Aussitôt, avec des précautions infinies, il releva la pendule et la replaça sur la tablette de la cheminée s’appliquant à la poser bien d’aplomb.
Les aiguilles étaient toujours arrêtées sur trois heures vingt minutes.
– Trois heures vingt, murmurait M. Lecoq, tout en glissant une petite cale sous le socle, ce n’est pas à cette heure-là, que diable! qu’on prend le thé. C’est encore moins à cette heure-là, qu’en plein mois de juillet, au lever du jour, on assassine les gens.
Il ouvrit, non sans peine, le caisson du cadran et poussa la grande aiguille jusque sur la demie de trois heures.
La pendule sonna onze coups.
– À la bonne heure! s’écria M. Lecoq triomphant, voilà la vérité!
Et tirant de sa poche la bonbonnière à portrait, il goba un carré de guimauve et dit:
– Farceurs!..
La simplicité de ce moyen de contrôle, auquel personne n’avait songé, ne laissait pas de surprendre les spectateurs.
M. Courtois, particulièrement, était émerveillé.
– Voilà, dit-il au docteur, un drôle qui ne manque pas de moyens dans sa partie.

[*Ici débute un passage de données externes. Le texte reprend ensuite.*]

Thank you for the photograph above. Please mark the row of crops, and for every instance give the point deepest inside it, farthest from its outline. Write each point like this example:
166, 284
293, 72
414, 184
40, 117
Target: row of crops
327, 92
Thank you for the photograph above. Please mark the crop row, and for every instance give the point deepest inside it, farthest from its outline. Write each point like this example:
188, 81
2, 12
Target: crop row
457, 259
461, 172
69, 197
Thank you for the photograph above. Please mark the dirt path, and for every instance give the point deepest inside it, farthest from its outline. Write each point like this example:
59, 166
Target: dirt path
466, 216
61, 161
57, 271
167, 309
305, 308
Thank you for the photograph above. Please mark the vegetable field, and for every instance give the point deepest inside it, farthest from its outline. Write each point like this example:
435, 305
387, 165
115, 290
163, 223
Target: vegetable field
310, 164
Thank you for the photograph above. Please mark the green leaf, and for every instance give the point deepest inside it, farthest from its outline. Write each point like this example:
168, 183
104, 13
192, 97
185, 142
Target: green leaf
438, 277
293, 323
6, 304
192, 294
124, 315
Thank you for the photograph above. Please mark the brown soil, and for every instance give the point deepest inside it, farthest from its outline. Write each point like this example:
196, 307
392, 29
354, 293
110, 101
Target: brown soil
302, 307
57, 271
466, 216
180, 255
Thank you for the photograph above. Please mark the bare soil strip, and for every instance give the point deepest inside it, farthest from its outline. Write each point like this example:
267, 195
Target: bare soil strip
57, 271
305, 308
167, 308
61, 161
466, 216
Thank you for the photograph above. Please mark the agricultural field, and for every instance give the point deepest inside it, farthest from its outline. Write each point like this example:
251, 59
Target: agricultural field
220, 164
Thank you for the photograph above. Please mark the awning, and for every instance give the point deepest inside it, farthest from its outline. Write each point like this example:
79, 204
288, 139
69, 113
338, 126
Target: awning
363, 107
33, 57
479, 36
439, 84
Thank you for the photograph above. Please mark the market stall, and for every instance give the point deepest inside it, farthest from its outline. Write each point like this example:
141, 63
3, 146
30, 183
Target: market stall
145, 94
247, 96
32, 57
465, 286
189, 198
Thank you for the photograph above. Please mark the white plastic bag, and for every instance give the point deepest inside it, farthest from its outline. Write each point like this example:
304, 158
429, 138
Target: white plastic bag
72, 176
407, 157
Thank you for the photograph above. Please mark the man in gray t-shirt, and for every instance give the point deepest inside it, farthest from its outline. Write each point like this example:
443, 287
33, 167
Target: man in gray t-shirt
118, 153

– Ergo, reprenait M. Lecoq, qui sait le latin, nous avons en face de nous, non plus des brutes, comme j’ai failli le croire d’abord, mais des gredins qui y voient plus loin que le bout de leur couteau. Ils ont mal calculé leur affaire, c’est une justice à leur rendre, mais enfin ils ont calculé; l’indication est précise. Ils ont eu l’intention d’égarer l’instruction en la trompant sur l’heure.
– Je ne vois pas clairement leur but, insinua M. Courtois.
– Il est cependant bien visible, répondit M. Domini. N’était-il pas de l’intérêt des assassins de faire croire que le crime a été commis après le dernier passage du train se dirigeant sur Paris? Quittant ses camarades à neuf heures, à la gare de Lyon, Guespin pouvait être ici à dix heures, assassiner ses maîtres, s’emparer de l’argent qu’il savait en la possession du comte de Trémorel et regagner Paris par le dernier train.
– Ces suppositions sont très aimables, objecta le père Plantat. Mais alors, comment Guespin n’est-il pas allé rejoindre ses camarades chez Wepler, aux Batignolles; par là, jusqu’à un certain point, il se ménageait une espèce d’alibi.
Dès le commencement de l’enquête, le docteur Gendron s’était assis sur l’unique chaise intacte de la chambre, réfléchissant au subit malaise qui avait fait pâlir le père Plantat lorsqu’on avait parlé de Robelot le rebouteux.
Les explications du juge d’instruction le tirèrent de ses méditations; il se leva.
– Il y a autre chose encore, dit-il, cette avance de l’heure très utile à Guespin peut devenir accablante pour La Ripaille, son complice.
– Mais, répondit M. Domini, il se peut fort bien que La Ripaille n’ait point été consulté. Pour ce qui est de Guespin, il avait probablement de bonnes raisons pour ne point aller à la noce. Son trouble, après un pareil forfait, lui aurait nui plus encore que son absence.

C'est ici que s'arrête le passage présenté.